I dabbed at my face, wincing at the dampness. “I must look like hell.”
“You look like someone who’s been through hell,” she corrected gently. “There’s a difference.”
“I don’t know what to do next,” I admitted, the humiliating confession burning like acid.
Ada’s smile was small but genuine. “That’s why you have us now. You don’t have to figure everything out alone anymore. Ready to go inside?” she asked, her voice soft.
I nodded, not trusting myself to speak. As we stepped out of the car into the crisp air, Ada linked her arm through mine, her grip firm and supportive. “One step at a time,” she murmured. “That’s all any of us can do.”
For the first time in hours, I felt like I could breathe again. One step at a time. I could manage that.
The hospital hallway stretched before us.

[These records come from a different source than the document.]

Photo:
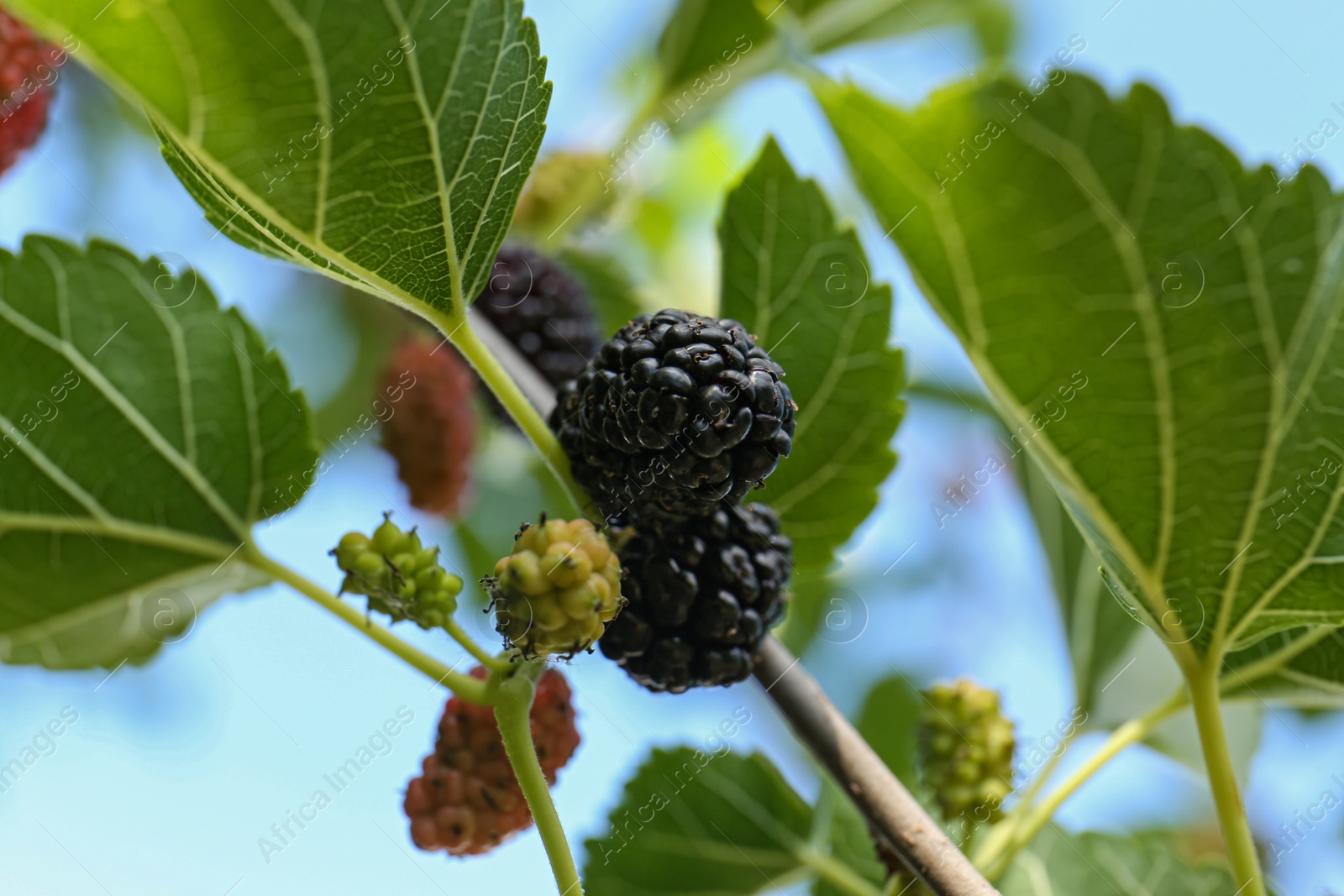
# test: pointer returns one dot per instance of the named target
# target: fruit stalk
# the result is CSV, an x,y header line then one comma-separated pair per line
x,y
508,394
884,799
1227,799
512,705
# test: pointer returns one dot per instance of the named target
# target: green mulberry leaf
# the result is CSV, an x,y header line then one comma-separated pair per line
x,y
1160,325
143,432
709,822
803,286
382,143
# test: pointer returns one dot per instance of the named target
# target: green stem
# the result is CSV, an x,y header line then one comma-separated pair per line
x,y
840,876
512,708
1005,840
1222,779
490,661
511,396
464,687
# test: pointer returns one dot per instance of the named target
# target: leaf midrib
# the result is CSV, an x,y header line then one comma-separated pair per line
x,y
131,414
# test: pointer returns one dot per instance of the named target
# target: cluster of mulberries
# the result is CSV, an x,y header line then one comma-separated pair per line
x,y
468,799
400,575
701,598
676,416
676,419
432,430
557,590
967,748
27,70
543,311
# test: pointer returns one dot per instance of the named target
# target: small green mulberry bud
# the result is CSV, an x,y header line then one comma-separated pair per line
x,y
967,750
557,591
398,575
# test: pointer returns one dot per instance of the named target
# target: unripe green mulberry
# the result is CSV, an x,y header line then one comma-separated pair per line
x,y
557,591
401,577
967,748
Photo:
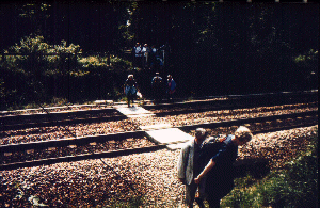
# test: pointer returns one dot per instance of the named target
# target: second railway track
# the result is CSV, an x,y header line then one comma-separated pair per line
x,y
67,149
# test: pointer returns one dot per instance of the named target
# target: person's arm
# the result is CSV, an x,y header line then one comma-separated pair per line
x,y
182,163
206,170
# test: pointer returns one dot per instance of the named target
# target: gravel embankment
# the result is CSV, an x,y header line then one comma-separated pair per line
x,y
92,183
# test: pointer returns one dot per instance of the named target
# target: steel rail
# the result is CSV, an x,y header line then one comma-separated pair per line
x,y
128,151
14,122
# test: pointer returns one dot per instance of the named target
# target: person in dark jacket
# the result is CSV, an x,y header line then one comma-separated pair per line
x,y
157,86
218,172
130,89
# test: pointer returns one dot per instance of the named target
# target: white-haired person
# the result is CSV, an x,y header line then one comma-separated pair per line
x,y
130,89
217,173
188,166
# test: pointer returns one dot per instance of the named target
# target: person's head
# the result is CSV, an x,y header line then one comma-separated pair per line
x,y
200,134
243,135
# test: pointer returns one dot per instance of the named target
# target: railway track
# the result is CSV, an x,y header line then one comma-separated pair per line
x,y
63,116
257,125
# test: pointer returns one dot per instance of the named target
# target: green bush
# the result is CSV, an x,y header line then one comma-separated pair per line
x,y
297,186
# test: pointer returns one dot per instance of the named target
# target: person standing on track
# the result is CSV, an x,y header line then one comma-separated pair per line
x,y
157,86
130,89
188,167
171,88
218,173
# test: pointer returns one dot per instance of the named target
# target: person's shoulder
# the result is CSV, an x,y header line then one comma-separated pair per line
x,y
187,144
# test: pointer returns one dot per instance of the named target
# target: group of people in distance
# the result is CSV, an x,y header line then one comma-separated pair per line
x,y
159,87
206,165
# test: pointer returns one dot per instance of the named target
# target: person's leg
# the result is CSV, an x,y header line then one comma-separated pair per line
x,y
214,202
190,192
201,190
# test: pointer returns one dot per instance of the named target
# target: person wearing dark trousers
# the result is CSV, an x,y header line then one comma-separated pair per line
x,y
130,89
188,168
157,87
171,88
218,172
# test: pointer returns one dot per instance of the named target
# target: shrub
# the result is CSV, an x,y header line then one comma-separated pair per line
x,y
297,186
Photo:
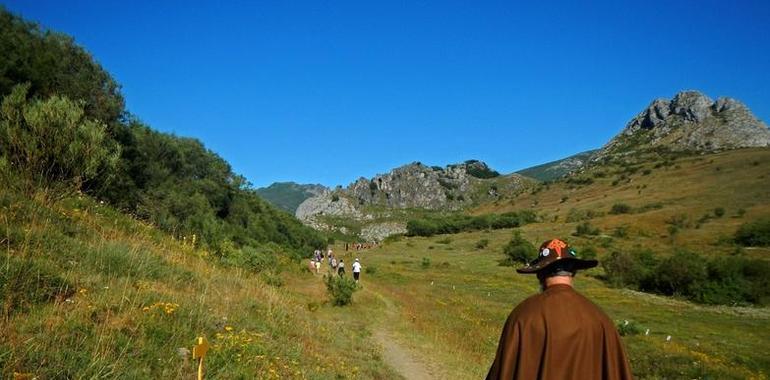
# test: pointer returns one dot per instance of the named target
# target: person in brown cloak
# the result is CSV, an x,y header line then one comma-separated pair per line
x,y
559,334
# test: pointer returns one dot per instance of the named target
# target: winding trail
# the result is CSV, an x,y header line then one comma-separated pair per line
x,y
403,359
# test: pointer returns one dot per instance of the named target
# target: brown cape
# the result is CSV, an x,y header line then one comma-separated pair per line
x,y
559,334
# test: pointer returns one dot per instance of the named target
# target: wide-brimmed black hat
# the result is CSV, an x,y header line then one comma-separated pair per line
x,y
552,251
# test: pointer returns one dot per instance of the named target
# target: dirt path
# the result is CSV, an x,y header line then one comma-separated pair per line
x,y
403,359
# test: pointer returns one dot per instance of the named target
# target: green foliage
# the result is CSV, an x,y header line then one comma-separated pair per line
x,y
620,208
627,328
452,224
620,232
25,282
584,229
340,289
587,253
576,215
53,63
480,171
254,259
722,280
518,250
756,233
51,146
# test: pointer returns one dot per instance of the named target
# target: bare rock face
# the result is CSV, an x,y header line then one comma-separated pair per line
x,y
418,186
690,121
379,231
326,203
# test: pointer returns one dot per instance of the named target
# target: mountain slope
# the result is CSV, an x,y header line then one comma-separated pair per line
x,y
288,195
559,168
689,122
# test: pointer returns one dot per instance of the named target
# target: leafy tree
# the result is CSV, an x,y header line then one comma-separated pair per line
x,y
51,145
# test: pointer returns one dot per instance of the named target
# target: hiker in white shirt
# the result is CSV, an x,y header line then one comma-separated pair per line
x,y
356,270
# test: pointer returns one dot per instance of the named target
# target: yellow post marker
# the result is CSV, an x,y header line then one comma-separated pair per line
x,y
199,351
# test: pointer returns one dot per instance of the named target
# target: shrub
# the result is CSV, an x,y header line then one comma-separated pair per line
x,y
634,269
620,208
756,233
52,145
587,253
626,328
585,228
444,241
272,278
680,274
518,250
24,283
340,289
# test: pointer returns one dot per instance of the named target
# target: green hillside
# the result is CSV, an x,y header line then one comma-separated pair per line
x,y
288,195
559,168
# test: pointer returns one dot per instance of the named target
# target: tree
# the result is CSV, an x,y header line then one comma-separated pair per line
x,y
51,146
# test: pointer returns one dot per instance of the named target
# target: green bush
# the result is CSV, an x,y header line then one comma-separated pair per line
x,y
626,328
733,280
340,289
24,283
444,241
620,232
756,233
518,250
620,208
52,145
587,253
456,223
631,269
584,229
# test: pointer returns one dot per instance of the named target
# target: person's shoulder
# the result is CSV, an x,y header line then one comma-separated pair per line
x,y
531,307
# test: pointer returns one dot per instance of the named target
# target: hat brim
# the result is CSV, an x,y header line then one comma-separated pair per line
x,y
542,264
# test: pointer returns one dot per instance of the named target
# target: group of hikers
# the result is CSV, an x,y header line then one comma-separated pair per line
x,y
335,265
360,246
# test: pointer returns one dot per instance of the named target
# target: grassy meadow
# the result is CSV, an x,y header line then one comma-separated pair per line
x,y
88,292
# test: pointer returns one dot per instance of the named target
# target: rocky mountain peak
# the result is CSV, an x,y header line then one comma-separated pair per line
x,y
690,121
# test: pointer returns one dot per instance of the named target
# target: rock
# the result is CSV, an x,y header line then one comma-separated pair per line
x,y
379,231
691,121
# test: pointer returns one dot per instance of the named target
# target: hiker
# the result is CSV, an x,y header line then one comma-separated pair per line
x,y
311,265
558,334
356,269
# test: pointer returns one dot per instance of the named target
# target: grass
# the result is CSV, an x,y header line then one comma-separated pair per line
x,y
90,293
455,313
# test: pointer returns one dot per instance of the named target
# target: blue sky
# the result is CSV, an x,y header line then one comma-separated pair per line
x,y
325,92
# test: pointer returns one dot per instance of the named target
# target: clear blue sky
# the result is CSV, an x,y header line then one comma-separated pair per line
x,y
324,92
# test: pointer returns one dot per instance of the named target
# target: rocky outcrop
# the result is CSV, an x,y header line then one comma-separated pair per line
x,y
418,186
690,121
379,231
327,203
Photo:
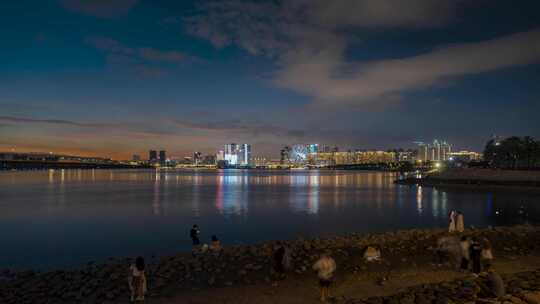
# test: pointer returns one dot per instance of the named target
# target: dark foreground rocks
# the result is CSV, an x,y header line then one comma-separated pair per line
x,y
247,265
522,288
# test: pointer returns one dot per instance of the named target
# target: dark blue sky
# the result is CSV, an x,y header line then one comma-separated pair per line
x,y
115,78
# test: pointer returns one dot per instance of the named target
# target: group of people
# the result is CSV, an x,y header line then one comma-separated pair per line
x,y
476,253
456,221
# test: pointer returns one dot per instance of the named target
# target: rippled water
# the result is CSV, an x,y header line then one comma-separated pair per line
x,y
51,219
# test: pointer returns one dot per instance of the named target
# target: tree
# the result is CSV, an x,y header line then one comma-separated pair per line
x,y
513,153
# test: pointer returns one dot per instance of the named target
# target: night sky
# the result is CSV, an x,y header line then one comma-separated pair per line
x,y
116,78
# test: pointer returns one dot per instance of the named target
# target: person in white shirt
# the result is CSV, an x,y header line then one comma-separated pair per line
x,y
137,280
325,267
452,221
465,245
460,223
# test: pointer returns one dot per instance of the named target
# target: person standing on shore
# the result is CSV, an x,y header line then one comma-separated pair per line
x,y
465,245
195,241
487,254
137,280
325,267
452,221
279,256
475,254
215,246
460,223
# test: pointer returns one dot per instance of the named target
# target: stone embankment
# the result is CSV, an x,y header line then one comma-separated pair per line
x,y
521,288
478,177
249,265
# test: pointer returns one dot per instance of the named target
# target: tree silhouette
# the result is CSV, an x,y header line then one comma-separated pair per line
x,y
513,153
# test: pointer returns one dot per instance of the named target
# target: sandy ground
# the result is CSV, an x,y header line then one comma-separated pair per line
x,y
348,286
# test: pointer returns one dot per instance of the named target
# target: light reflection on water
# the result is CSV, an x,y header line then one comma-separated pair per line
x,y
68,217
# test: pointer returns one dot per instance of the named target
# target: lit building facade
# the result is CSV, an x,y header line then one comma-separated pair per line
x,y
237,154
465,156
163,157
437,151
152,156
355,158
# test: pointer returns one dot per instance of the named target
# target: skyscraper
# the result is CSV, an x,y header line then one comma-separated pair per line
x,y
152,156
197,158
162,157
237,154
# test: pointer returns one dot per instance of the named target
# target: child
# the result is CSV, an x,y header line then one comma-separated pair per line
x,y
325,267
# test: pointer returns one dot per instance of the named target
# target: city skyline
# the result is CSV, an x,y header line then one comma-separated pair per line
x,y
118,78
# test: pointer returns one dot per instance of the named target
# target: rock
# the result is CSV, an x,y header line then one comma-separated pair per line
x,y
532,298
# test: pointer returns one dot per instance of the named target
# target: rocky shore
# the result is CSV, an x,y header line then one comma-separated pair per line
x,y
477,177
252,265
522,288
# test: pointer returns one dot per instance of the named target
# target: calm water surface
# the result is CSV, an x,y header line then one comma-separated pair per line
x,y
52,219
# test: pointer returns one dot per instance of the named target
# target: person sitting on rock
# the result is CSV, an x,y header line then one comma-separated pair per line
x,y
137,280
325,267
372,254
487,254
215,246
494,286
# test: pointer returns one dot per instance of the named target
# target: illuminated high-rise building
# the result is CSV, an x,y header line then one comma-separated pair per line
x,y
152,156
437,151
237,154
162,157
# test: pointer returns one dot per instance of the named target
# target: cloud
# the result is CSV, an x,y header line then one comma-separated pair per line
x,y
14,119
139,54
100,8
334,79
308,41
146,62
382,13
251,128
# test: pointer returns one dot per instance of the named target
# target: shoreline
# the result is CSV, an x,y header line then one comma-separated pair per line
x,y
245,266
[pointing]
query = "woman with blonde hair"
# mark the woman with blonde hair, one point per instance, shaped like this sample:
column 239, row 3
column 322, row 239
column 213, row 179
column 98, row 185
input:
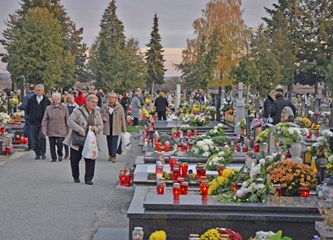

Ada walked beside me, her presence steady and grounding.
I’d pulled myself together on the outside, but inside I still felt hollowed out, scraped raw.
Knight stood outside Brynn’s room, his large form leaning against the wall, phone in hand.
When he spotted us, something in his expression shifted, his eyes narrowing slightly as they moved from Ada’s face to mine.
He knew. Of course, he knew. He had always been attuned to me.
He might not know the “what,” but he knew there was something wrong.
“She’s taking a nap,” Knight said quietly as we approached.
I nodded, trying to appear normal, like I hadn’t just had a breakdown in the parking lot, like our entire life wasn’t in storage because I’d been too overwhelmed to open the Goddamned mail.
“Knight, can I talk to you for a minute?” Ada asked, her voice casual, but I knew Knight would put two and two together.
Knight’s gaze lingered on my face before he nodded. “Sure.” He squeezed my shoulder lightly as he moved past me, following Ada a few yards down the hallway where they began speaking in low voices.
I slipped into Brynn’s room, the familiar beeping of monitors greeting me like an unwelcome friend.
The blinds were half-closed against the afternoon sun, casting stripes of light across the tile floor.
Brynn lay curled on her side, blue hair splayed across the white pillow, her breathing deep and even.
Sleep had softened her features. Like this, she wasn’t the snarky pre-teen too smart for her own good.
She was my baby. I moved to her side, adjusting the thin hospital blanket over her shoulders.
The door opened quietly behind me, and I turned to see Knight entering, his movements deliberately soft despite his imposing size. He gestured toward the far corner of the room, away from Brynn’s bed. I followed, my stomach knotting with the conversation to come.
“Ada told me about the apartment,” he said, his voice barely above a whisper. The dark tattoo of a lavender flower on his neck shifted as he swallowed. “Why didn’t you tell me things were that tight when I got here?” His reply was a gentle reprimand, but he sounded more pained than angry.
I crossed my arms over my chest, suddenly cold.
I wasn’t sure I’d ever been so embarrassed in my life.
I should’ve told him it wasn’t any of his Goddamned business, but I was asking for his help in a very big way.
If he wanted to know, the least I could do was tell him.
“I didn’t realize things were that bad. I mean, I thought I was keeping up with the essentials.
I meant to pay the rent, just… I guess time got away from me.
” I felt as stupid as I sounded but I really had no other defense.
“I’ve been so focused on Brynn, on being here.
The mail piled up. Voicemails went unanswered.
I thought I had more time before the main bills got critical. ”
Knight’s gaze never left my face. He didn’t seem to be angry, exactly. Instead, he seemed to be gathering facts. “What about the medical bills? Insurance?”